投稿: koji | 2007年9月21日 00:20

)kojiさん

もっと別な理由があるのだと思います。
どんな言い方をしても受けて側の感覚で変わりますからね

投稿: 玉井人 | 2007年9月21日 07:55

何かで読んだ
「言葉は単なる文字の組み合わせ。使う人間側に差別の意識があるのだ」。
今の今まで「床屋さん」以外の言葉を使ったこと無かったので驚きました。(会話で「理髪店行ってきまーす」なんて言わないですよね?)
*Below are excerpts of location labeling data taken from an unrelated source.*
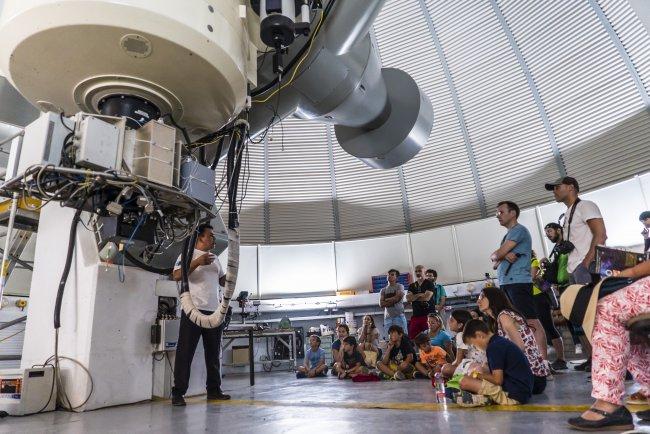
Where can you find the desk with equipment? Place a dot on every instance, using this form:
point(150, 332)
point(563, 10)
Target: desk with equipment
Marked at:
point(286, 337)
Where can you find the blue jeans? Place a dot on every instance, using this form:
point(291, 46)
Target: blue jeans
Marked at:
point(398, 320)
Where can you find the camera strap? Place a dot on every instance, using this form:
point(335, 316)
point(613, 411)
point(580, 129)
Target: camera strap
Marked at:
point(573, 210)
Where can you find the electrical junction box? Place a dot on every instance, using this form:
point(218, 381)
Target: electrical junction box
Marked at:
point(154, 153)
point(164, 334)
point(97, 144)
point(43, 141)
point(27, 391)
point(198, 181)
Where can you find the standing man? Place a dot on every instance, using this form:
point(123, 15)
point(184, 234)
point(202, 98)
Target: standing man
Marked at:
point(391, 300)
point(644, 218)
point(584, 228)
point(440, 296)
point(419, 294)
point(206, 277)
point(512, 262)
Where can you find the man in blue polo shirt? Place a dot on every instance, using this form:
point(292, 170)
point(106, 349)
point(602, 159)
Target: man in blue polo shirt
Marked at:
point(512, 262)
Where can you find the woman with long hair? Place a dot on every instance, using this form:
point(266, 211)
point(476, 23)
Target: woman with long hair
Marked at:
point(507, 322)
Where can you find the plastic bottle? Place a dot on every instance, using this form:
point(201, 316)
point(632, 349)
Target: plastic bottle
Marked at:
point(440, 388)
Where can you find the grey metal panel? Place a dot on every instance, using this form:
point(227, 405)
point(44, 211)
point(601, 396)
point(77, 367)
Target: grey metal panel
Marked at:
point(621, 51)
point(459, 111)
point(335, 201)
point(405, 201)
point(370, 200)
point(438, 180)
point(533, 88)
point(300, 182)
point(633, 35)
point(599, 118)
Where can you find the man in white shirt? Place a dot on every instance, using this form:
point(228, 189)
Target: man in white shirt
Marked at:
point(584, 227)
point(206, 277)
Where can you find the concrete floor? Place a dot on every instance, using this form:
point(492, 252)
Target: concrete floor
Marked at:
point(279, 403)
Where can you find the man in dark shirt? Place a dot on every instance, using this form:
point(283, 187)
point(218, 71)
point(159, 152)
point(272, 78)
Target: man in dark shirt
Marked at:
point(419, 294)
point(399, 358)
point(509, 380)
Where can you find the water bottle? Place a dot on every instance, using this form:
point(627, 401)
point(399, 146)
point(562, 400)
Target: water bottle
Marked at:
point(440, 388)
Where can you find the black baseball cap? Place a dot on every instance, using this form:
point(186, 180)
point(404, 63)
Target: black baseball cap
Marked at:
point(567, 180)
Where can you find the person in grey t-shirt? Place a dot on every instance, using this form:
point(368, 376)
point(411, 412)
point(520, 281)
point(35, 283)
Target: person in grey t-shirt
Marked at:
point(391, 300)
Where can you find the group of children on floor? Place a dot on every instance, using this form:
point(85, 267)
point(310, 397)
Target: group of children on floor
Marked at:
point(493, 358)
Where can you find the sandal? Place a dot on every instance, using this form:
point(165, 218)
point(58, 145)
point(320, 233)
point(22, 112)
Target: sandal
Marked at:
point(619, 420)
point(638, 398)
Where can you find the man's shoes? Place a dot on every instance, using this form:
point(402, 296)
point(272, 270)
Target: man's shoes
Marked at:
point(583, 366)
point(559, 365)
point(178, 401)
point(218, 396)
point(619, 420)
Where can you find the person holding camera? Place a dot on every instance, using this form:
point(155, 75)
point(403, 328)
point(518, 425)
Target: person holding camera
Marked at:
point(206, 277)
point(585, 229)
point(512, 262)
point(556, 273)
投稿: 秋ぎつね | 2007年9月21日 07:56

)秋ぎつねさん

差別なのはわれわれが使う分には良いようで、「マスメディアのようなところでは使うな」というものらしいです。
農家をさす「百姓」も差別で「お百姓さん」に治せということと同じらしいです

投稿: 玉井人 | 2007年9月21日 08:34

参考になります。

「理容院に行く」より 「床屋に行ってくる」です。
美容院なら 「美容院に行ってくる」です。

髪も切ってもらい 顔も剃ってもらい というと
床屋って感じ。

最近使われなくなった 裏日本 表日本は
差別用語といわれると そうなのか・・・

床屋は 別に違和感がなく 使っています。
昔から使っている言葉なので。

投稿: aonami | 2007年9月21日 13:36

)aonamiさん

そうなんですよね。どちらかというと親しみをこめて言ってますよね

投稿: 玉井人 | 2007年9月21日 19:05

差別用語か?について
私が考えるに、「床屋」じたいあるいは「床」に関しては、差別と言うほどの事はないと思います。
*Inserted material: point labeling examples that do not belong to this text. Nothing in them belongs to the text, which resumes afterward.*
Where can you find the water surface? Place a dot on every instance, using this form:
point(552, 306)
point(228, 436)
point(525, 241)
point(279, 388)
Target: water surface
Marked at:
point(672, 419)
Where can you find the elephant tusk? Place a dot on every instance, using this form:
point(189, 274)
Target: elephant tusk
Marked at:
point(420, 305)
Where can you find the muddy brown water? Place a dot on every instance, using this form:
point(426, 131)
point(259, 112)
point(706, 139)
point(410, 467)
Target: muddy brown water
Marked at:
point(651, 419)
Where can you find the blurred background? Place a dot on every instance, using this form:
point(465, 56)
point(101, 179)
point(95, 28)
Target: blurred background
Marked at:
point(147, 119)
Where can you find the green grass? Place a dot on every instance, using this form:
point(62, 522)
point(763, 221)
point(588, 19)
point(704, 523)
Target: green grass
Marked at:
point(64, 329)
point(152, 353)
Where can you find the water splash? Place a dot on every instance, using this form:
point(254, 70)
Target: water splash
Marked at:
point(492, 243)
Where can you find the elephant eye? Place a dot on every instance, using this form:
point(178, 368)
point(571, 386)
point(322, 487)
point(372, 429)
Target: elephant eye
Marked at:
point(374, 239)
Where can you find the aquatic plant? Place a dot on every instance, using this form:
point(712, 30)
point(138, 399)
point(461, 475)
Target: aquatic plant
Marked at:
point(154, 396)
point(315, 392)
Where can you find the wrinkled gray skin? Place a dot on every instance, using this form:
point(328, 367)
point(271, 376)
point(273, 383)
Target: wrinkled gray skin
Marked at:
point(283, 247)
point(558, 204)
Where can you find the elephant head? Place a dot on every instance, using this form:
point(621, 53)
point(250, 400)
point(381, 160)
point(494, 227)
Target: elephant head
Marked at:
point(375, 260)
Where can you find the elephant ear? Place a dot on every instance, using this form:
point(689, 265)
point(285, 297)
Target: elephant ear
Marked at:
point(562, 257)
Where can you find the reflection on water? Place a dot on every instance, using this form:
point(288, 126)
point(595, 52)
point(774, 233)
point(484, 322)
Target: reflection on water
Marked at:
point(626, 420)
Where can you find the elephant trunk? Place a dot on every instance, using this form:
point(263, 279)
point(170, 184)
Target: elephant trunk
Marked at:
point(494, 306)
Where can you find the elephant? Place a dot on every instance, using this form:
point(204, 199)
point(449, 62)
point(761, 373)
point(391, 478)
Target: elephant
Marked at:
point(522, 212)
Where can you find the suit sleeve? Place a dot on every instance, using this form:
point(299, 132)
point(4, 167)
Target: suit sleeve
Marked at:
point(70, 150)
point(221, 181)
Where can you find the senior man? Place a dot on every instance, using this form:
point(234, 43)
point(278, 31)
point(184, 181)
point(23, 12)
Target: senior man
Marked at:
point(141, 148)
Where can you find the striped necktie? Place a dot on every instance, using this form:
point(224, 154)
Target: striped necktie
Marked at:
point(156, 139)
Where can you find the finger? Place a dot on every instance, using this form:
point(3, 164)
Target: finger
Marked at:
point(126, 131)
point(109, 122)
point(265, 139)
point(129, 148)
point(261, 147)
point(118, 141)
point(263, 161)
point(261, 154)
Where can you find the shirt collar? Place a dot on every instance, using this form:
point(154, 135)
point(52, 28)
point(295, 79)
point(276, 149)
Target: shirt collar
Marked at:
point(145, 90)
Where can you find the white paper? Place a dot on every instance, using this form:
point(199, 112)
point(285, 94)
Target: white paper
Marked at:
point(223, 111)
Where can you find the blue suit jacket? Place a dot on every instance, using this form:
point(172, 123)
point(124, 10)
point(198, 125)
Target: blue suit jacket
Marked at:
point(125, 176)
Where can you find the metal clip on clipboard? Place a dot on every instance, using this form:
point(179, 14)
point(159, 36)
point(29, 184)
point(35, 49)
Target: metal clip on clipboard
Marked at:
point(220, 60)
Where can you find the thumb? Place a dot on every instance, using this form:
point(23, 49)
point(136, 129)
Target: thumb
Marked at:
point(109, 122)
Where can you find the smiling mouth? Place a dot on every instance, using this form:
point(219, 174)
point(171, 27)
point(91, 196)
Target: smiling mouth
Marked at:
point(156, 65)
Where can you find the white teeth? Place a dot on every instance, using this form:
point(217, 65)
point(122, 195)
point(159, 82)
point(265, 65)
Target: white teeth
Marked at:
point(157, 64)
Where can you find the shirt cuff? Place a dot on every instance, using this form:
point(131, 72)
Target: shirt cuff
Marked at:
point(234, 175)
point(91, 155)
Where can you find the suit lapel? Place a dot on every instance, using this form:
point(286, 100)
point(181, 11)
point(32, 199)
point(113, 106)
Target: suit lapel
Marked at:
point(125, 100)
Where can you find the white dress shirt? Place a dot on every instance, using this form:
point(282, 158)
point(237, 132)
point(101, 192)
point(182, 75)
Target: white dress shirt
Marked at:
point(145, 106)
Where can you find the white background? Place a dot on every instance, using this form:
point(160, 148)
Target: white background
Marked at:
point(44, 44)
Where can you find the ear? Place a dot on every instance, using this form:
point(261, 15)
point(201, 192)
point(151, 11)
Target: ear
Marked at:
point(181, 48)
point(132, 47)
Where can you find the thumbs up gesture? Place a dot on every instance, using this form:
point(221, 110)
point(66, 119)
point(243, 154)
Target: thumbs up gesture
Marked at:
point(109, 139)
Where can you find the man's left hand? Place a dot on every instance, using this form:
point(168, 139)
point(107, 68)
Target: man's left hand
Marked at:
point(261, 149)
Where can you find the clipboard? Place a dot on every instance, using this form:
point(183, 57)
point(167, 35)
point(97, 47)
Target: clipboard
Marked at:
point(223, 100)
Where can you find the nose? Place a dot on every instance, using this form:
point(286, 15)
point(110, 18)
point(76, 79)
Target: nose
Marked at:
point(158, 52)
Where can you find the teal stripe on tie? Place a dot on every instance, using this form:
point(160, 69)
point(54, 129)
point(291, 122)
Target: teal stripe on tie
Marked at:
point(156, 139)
むしろ床屋・八百屋・魚屋・肉屋・酒屋・・・などのように「屋」で終わる言葉は、ちょっと見下すというか、呼び捨てにしているような?印象を受けます。


投稿: もうぞう | 2007年9月21日 20:47

)もうぞうさん

なんとなく判る気がします。
わたしもいきなり農民といわれるのは良い気分じゃないですからね。